Precise Investors

Thursday, October 28, 2021
Stocks & Shares

Asian stock markets drop on weak US services data


The ISM purchasing managers’ index dropped to 60.1 from May’s record 64.0

Asian stock markets followed Wall Street lower Wednesday after US services activity weakened.

Market benchmarks in Tokyo, Hong Kong and Seoul fell, while Shanghai swung between gains and losses.

Overnight, Wall Street’s benchmark S&P 500 index broke a seven-day streak of record closes and dropped after the Institute of Supply Management (ISM) reported service industry activity grew in June at a slower rate than forecast.

The ISM purchasing managers’ index dropped to 60.1 from May’s record 64.0. That was well below the 63.3 expected by forecasters surveyed by The Wall Street Journal.

The disappointing drop suggests the US economic recovery is not immune to global pockets of resurgence of the coronavirus, said Mizuho Bank in a report.

The Nikkei 225 in Tokyo dipped 1% to 28,363.82 and the Hang Seng in Hong Kong shed 0.7% to 27,881.92.

The Shanghai Composite Index was 0.2% higher at 3,535.34 at mid-morning after China’s Cabinet announced it would impose stricter data security and other standards on Chinese companies that want to join foreign stock exchanges.

The announcement, at a time when Beijing is tightening control over technology industries, is a potential hurdle for Chinese entrepreneurs who have raised billions of dollars abroad.

The Kospi in Seoul retreated 0.6% to 3,287.11 while the S&P-ASX 200 in Sydney added 0.7% to 7,316.00.

New Zealand, Singapore and Jakarta declined.

On Wall Street, the S&P dropped 0.2% to 4,343.54 on Tuesday, led by losses for banks and energy companies. The index is up 15.6% for the year.
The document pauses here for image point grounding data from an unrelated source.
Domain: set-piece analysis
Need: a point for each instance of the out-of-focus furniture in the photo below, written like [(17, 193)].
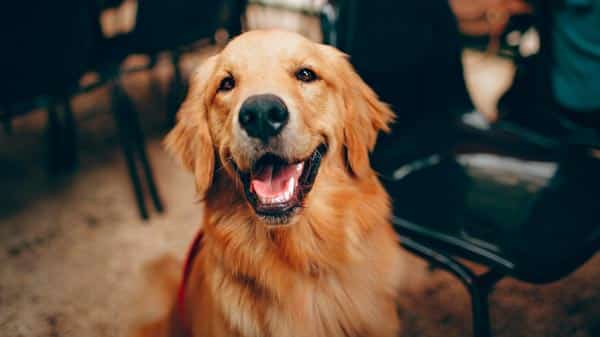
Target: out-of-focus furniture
[(160, 26), (46, 50), (50, 45), (520, 202)]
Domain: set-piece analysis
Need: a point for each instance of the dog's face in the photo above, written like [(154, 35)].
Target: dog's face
[(269, 114)]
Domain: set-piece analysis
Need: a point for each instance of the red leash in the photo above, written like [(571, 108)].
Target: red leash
[(187, 269)]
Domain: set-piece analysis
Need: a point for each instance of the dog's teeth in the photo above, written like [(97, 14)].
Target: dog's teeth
[(290, 185)]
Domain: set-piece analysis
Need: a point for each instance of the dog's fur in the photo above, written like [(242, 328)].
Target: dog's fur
[(333, 268)]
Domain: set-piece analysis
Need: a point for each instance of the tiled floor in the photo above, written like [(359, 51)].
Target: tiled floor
[(73, 249)]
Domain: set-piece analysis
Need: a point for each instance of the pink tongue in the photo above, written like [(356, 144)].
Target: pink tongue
[(271, 182)]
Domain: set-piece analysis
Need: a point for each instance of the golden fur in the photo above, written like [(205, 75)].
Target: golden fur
[(333, 270)]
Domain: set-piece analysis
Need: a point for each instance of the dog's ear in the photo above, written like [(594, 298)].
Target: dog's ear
[(190, 141), (365, 115)]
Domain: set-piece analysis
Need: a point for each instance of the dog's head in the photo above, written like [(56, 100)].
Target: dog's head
[(275, 116)]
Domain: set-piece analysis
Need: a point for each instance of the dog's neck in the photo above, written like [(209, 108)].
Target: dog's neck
[(319, 265), (323, 237)]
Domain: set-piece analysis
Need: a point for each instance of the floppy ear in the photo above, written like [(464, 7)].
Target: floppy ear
[(190, 141), (365, 116)]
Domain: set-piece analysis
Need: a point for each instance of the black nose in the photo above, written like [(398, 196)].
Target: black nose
[(263, 116)]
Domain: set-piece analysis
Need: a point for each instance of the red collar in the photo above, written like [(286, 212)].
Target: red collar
[(187, 269)]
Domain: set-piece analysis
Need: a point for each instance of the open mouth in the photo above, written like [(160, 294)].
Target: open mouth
[(275, 187)]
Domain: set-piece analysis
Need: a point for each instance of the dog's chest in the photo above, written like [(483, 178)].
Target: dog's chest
[(324, 307)]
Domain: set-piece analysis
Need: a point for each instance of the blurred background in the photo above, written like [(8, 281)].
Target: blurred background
[(493, 163)]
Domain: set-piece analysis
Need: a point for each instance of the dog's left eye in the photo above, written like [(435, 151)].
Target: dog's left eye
[(306, 75), (227, 84)]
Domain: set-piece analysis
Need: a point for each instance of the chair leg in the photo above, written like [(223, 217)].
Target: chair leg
[(69, 135), (176, 90), (120, 109), (7, 120), (479, 290), (478, 287), (53, 134), (62, 136), (140, 147)]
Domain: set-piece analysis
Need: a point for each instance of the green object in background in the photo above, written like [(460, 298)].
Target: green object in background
[(576, 44)]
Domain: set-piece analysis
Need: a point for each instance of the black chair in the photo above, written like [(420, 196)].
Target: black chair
[(48, 48), (518, 201), (160, 26)]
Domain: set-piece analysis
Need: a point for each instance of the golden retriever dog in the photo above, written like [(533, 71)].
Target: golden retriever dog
[(296, 239)]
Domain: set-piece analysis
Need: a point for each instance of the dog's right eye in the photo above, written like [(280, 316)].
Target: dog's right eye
[(227, 84)]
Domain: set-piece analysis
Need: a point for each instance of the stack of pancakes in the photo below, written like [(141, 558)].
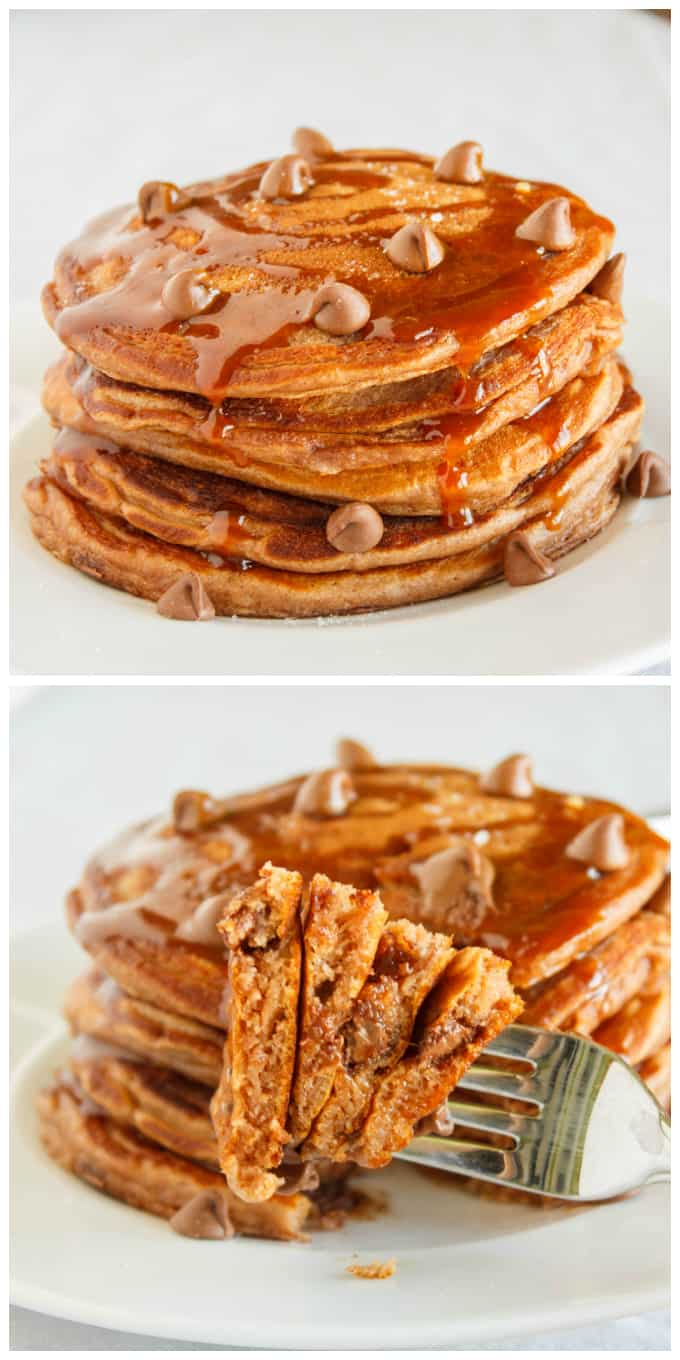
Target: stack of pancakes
[(571, 891), (332, 382)]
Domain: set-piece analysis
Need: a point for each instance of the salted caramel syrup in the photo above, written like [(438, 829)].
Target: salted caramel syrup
[(267, 260), (167, 886)]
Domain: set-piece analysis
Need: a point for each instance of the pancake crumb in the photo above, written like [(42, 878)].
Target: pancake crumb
[(374, 1270)]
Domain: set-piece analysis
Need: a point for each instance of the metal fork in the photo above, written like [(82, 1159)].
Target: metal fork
[(592, 1129)]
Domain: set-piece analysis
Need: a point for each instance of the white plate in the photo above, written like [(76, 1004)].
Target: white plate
[(468, 1270), (605, 612)]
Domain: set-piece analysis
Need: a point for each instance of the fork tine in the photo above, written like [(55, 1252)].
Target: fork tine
[(491, 1081), (524, 1045), (495, 1121), (472, 1159)]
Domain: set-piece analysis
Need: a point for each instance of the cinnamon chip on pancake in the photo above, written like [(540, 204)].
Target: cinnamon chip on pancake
[(342, 930), (608, 282), (522, 563), (286, 178), (601, 845), (512, 778), (187, 599), (461, 165), (310, 143), (550, 226)]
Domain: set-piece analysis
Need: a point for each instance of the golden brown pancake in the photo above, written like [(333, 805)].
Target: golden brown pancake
[(468, 1007), (556, 514), (94, 1005), (246, 354), (265, 261), (256, 1110), (127, 1166), (342, 932), (140, 906), (656, 1072), (174, 1111), (340, 431), (634, 958), (221, 514), (408, 962)]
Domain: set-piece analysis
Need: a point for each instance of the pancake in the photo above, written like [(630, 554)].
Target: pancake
[(123, 1163), (174, 1113), (635, 958), (641, 1028), (407, 964), (342, 932), (219, 514), (95, 1005), (656, 1072), (261, 929), (323, 388), (467, 1008), (256, 1110), (570, 509), (140, 899), (264, 261), (340, 431)]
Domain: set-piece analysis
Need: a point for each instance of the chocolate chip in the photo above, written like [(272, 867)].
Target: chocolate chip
[(185, 295), (289, 177), (204, 1217), (512, 778), (608, 283), (461, 163), (354, 528), (522, 563), (456, 886), (327, 793), (187, 599), (352, 755), (649, 476), (601, 845), (157, 197), (339, 309), (312, 144), (550, 226), (192, 811), (415, 248)]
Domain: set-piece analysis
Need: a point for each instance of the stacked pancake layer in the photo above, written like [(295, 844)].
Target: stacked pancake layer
[(446, 399), (490, 862)]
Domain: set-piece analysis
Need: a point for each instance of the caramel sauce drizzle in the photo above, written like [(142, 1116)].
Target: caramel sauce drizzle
[(486, 278), (540, 896)]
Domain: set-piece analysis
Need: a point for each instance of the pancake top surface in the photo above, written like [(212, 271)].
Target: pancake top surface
[(157, 881), (265, 261)]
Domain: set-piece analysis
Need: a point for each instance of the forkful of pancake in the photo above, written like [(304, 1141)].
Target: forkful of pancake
[(350, 1031)]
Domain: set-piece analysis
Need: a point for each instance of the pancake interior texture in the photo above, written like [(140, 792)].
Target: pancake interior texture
[(333, 385), (339, 1016)]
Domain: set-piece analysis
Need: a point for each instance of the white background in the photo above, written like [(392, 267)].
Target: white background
[(104, 101), (87, 760)]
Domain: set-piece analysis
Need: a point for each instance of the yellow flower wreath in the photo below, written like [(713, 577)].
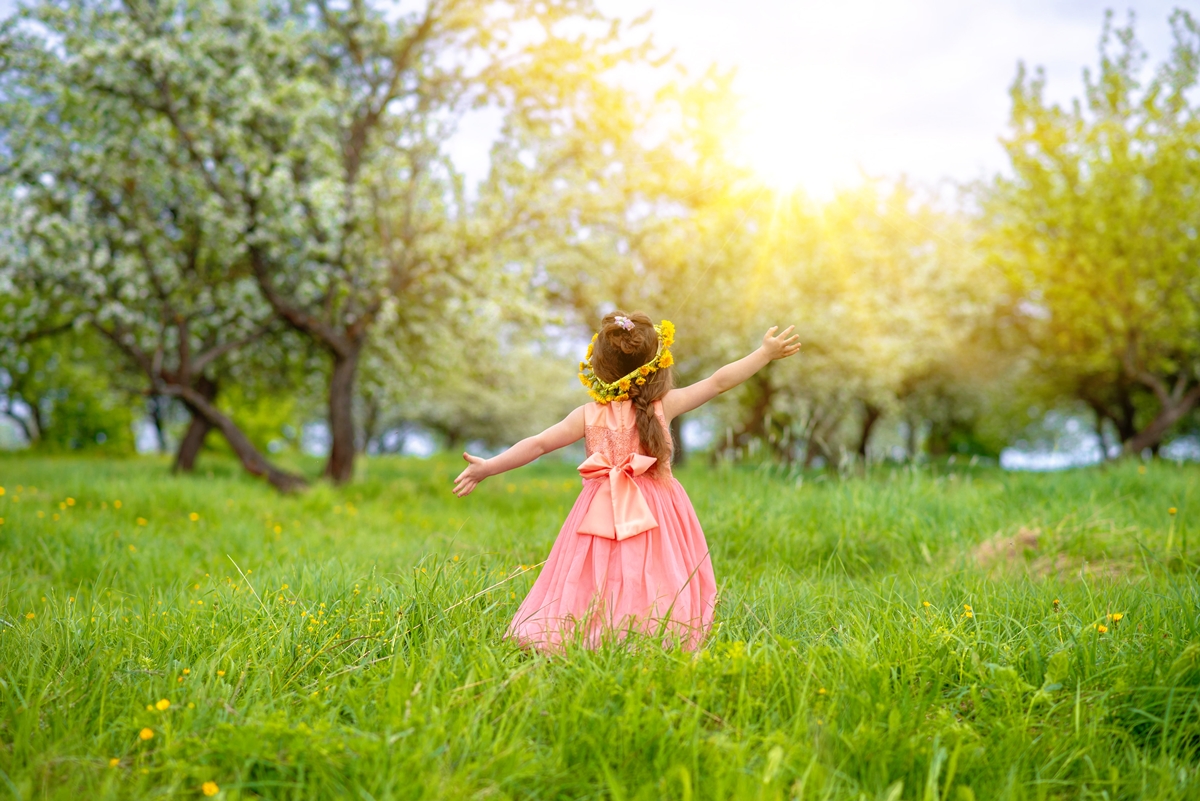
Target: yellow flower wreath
[(605, 392)]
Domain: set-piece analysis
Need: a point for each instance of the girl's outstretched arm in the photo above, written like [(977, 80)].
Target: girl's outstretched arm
[(558, 435), (676, 402)]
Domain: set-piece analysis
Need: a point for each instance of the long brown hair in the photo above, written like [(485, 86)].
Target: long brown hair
[(617, 354)]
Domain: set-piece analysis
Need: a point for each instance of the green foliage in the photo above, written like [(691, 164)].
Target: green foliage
[(70, 401), (355, 649)]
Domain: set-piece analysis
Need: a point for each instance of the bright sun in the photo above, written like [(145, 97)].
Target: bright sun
[(789, 150)]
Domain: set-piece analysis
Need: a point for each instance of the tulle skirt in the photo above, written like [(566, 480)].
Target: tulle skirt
[(592, 589)]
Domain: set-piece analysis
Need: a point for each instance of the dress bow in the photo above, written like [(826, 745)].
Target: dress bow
[(618, 510)]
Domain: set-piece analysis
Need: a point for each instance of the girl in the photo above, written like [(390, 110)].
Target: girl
[(631, 555)]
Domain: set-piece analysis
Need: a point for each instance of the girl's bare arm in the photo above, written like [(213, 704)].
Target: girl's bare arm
[(677, 402), (561, 434)]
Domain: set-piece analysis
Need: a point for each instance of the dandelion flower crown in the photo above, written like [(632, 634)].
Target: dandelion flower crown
[(603, 391)]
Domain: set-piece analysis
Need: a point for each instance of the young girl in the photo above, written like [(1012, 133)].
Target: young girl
[(631, 555)]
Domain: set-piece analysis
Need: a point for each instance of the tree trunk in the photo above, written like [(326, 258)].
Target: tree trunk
[(912, 439), (871, 416), (1169, 414), (156, 403), (255, 462), (678, 455), (197, 429), (340, 467)]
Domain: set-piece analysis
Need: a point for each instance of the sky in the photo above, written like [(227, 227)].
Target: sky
[(838, 89)]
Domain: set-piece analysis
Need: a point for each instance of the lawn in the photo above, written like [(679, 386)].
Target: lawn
[(174, 637)]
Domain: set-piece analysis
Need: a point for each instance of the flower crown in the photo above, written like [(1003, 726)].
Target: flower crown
[(605, 392)]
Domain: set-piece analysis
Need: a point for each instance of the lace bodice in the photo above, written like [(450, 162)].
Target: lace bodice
[(611, 429)]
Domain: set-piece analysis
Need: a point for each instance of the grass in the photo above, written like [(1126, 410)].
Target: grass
[(346, 643)]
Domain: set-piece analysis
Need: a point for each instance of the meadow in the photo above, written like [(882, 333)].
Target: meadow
[(184, 637)]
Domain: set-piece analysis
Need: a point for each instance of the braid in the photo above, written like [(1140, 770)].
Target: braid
[(619, 353)]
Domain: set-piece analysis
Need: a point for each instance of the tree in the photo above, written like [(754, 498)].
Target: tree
[(102, 232), (1096, 232), (318, 136)]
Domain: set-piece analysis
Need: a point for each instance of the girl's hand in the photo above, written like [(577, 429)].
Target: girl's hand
[(469, 479), (780, 347)]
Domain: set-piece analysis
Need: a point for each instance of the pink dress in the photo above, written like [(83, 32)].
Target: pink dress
[(645, 566)]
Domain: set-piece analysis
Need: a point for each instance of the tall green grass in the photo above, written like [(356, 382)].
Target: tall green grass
[(346, 643)]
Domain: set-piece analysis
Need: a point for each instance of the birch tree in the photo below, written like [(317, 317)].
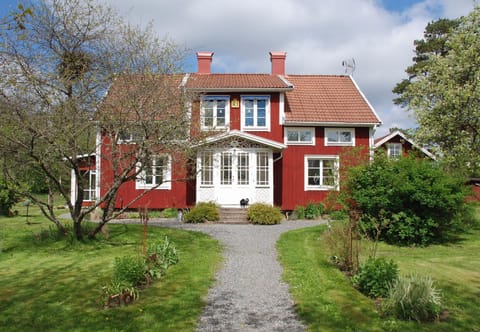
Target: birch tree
[(445, 100), (58, 61)]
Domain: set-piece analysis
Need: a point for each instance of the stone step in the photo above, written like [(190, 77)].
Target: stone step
[(233, 216)]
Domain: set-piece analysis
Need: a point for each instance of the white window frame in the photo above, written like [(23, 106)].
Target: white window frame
[(166, 176), (321, 186), (339, 132), (310, 130), (90, 191), (207, 169), (255, 127), (215, 114), (393, 146), (262, 169)]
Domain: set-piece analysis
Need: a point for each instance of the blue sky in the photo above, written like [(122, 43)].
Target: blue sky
[(317, 36)]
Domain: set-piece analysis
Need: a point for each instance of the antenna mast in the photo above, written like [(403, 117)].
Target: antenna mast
[(349, 66)]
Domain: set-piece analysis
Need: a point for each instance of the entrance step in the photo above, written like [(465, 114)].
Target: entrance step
[(233, 216)]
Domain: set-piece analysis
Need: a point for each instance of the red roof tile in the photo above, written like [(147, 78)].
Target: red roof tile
[(327, 99), (247, 82)]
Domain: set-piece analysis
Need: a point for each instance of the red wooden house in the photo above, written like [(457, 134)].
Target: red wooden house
[(397, 144), (280, 141)]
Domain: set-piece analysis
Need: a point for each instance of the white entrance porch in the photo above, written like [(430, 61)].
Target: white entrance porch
[(236, 166)]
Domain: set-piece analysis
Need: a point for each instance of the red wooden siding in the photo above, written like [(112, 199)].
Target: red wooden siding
[(293, 168)]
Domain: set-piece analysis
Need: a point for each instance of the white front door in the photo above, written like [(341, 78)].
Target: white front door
[(229, 175)]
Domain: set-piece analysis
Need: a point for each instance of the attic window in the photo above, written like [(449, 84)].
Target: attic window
[(255, 113), (215, 112), (394, 150), (339, 137), (300, 136)]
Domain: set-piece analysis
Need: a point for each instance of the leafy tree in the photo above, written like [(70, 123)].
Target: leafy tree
[(58, 60), (445, 100), (432, 44), (407, 201)]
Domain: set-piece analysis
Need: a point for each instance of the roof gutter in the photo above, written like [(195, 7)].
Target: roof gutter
[(259, 90), (330, 124)]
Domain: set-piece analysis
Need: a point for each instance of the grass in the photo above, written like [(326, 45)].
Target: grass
[(56, 285), (326, 300)]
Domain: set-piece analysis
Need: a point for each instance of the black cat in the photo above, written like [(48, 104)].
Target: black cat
[(244, 202)]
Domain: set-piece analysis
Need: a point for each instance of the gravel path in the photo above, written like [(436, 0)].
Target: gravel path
[(249, 294)]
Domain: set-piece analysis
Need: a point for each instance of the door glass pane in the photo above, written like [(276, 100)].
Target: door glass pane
[(249, 113), (262, 169), (243, 168), (220, 113), (226, 169), (261, 113)]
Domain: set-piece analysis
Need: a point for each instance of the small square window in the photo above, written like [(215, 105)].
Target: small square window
[(300, 136), (339, 137)]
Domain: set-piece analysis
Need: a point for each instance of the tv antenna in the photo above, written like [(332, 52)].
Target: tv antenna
[(349, 66)]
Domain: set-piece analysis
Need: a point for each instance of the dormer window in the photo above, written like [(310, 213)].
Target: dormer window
[(255, 113), (394, 150), (215, 112), (339, 137)]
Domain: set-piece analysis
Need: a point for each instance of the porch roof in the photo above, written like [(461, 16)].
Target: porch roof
[(236, 134)]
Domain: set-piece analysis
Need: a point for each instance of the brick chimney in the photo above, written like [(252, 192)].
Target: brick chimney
[(278, 62), (204, 60)]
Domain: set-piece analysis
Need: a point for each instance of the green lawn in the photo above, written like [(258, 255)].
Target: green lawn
[(327, 302), (52, 285)]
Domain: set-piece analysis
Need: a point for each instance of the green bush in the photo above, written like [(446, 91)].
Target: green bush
[(313, 211), (413, 298), (264, 214), (202, 212), (129, 270), (422, 203), (170, 213), (8, 199), (299, 212), (162, 254), (338, 215), (375, 276), (343, 251)]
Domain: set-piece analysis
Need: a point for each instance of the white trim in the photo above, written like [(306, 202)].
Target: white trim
[(402, 135), (330, 124), (240, 134), (336, 160), (365, 99), (339, 129), (167, 177), (310, 129), (268, 112), (394, 146), (281, 109)]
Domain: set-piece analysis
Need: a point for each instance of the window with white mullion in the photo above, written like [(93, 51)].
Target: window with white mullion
[(321, 172), (156, 173), (243, 168), (215, 112), (339, 136), (255, 112), (263, 176), (394, 150), (226, 160), (206, 164)]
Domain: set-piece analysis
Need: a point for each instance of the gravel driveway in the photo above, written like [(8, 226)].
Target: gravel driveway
[(249, 294)]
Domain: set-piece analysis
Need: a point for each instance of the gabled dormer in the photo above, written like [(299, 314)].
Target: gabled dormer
[(246, 102)]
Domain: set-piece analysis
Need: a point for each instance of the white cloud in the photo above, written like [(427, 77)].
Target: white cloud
[(317, 36)]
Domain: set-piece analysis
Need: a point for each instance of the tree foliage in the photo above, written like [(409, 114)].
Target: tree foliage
[(432, 44), (445, 94), (58, 60)]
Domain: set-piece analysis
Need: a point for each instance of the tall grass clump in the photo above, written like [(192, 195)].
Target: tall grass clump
[(413, 298)]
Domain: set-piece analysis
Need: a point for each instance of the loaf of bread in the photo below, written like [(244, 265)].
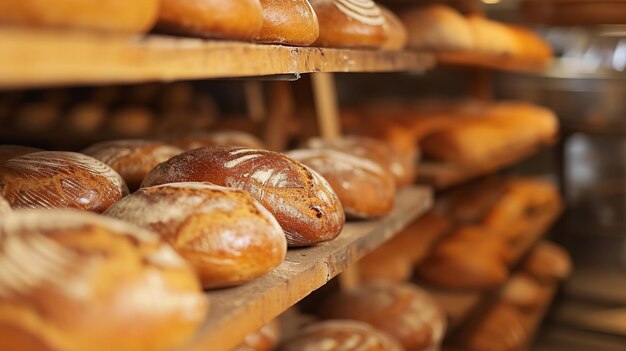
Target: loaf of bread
[(303, 202), (364, 188), (223, 138), (226, 19), (109, 15), (52, 179), (132, 159), (265, 339), (340, 334), (224, 233), (8, 152), (438, 28), (404, 311), (288, 22), (350, 23), (77, 281)]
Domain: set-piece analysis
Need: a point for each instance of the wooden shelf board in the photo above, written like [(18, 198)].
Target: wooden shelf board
[(34, 58), (238, 311)]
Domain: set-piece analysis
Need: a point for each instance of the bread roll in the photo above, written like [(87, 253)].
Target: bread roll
[(132, 159), (110, 15), (288, 22), (350, 23), (438, 28), (345, 335), (223, 138), (265, 339), (52, 179), (224, 233), (8, 152), (402, 310), (226, 19), (364, 188), (301, 200), (76, 281)]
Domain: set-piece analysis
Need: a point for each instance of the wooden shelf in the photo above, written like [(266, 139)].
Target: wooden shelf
[(31, 58), (236, 312)]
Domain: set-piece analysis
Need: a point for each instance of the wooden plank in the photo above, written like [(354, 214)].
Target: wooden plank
[(32, 58), (236, 312)]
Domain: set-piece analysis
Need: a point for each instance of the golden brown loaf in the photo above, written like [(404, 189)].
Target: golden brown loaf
[(76, 281), (288, 22), (226, 19), (404, 311), (265, 339), (364, 188), (137, 16), (132, 159), (339, 334), (304, 204), (224, 233), (52, 179), (350, 23)]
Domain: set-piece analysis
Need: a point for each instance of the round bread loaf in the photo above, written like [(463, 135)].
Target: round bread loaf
[(301, 200), (364, 188), (8, 152), (402, 310), (232, 19), (223, 138), (345, 335), (132, 159), (137, 16), (265, 339), (77, 281), (349, 23), (288, 22), (224, 233), (51, 179)]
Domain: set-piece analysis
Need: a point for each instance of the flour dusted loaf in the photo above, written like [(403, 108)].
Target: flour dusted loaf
[(52, 179), (288, 22), (341, 334), (76, 281), (224, 233), (350, 23), (404, 311), (304, 204), (226, 19), (364, 188), (132, 159), (124, 16)]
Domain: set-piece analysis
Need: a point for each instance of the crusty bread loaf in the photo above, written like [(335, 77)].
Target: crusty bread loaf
[(301, 200), (402, 310), (340, 334), (364, 188), (438, 28), (9, 151), (349, 23), (52, 179), (77, 281), (288, 22), (265, 339), (137, 16), (132, 159), (227, 19), (224, 233), (222, 138)]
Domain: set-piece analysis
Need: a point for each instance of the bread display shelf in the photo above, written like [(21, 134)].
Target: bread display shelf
[(446, 175), (461, 305), (31, 58), (236, 312)]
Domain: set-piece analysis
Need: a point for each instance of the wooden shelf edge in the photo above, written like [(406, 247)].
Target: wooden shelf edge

The Dow Jones Industrial Average dropped 0.6% to 34,577.37. The Nasdaq Composite gained 0.2% to 14,663.64.

Travel, hospitality and other services industries have enjoyed a boom as US restrictions on consumer activity ease.

That pushed up US prices, but the latest measure could support the Federal Reserve’s position that the inflation spike is temporary. That could help to reassure investors the Fed and other central banks won’t feel pressure to cool price rises by rolling back economic stimulus.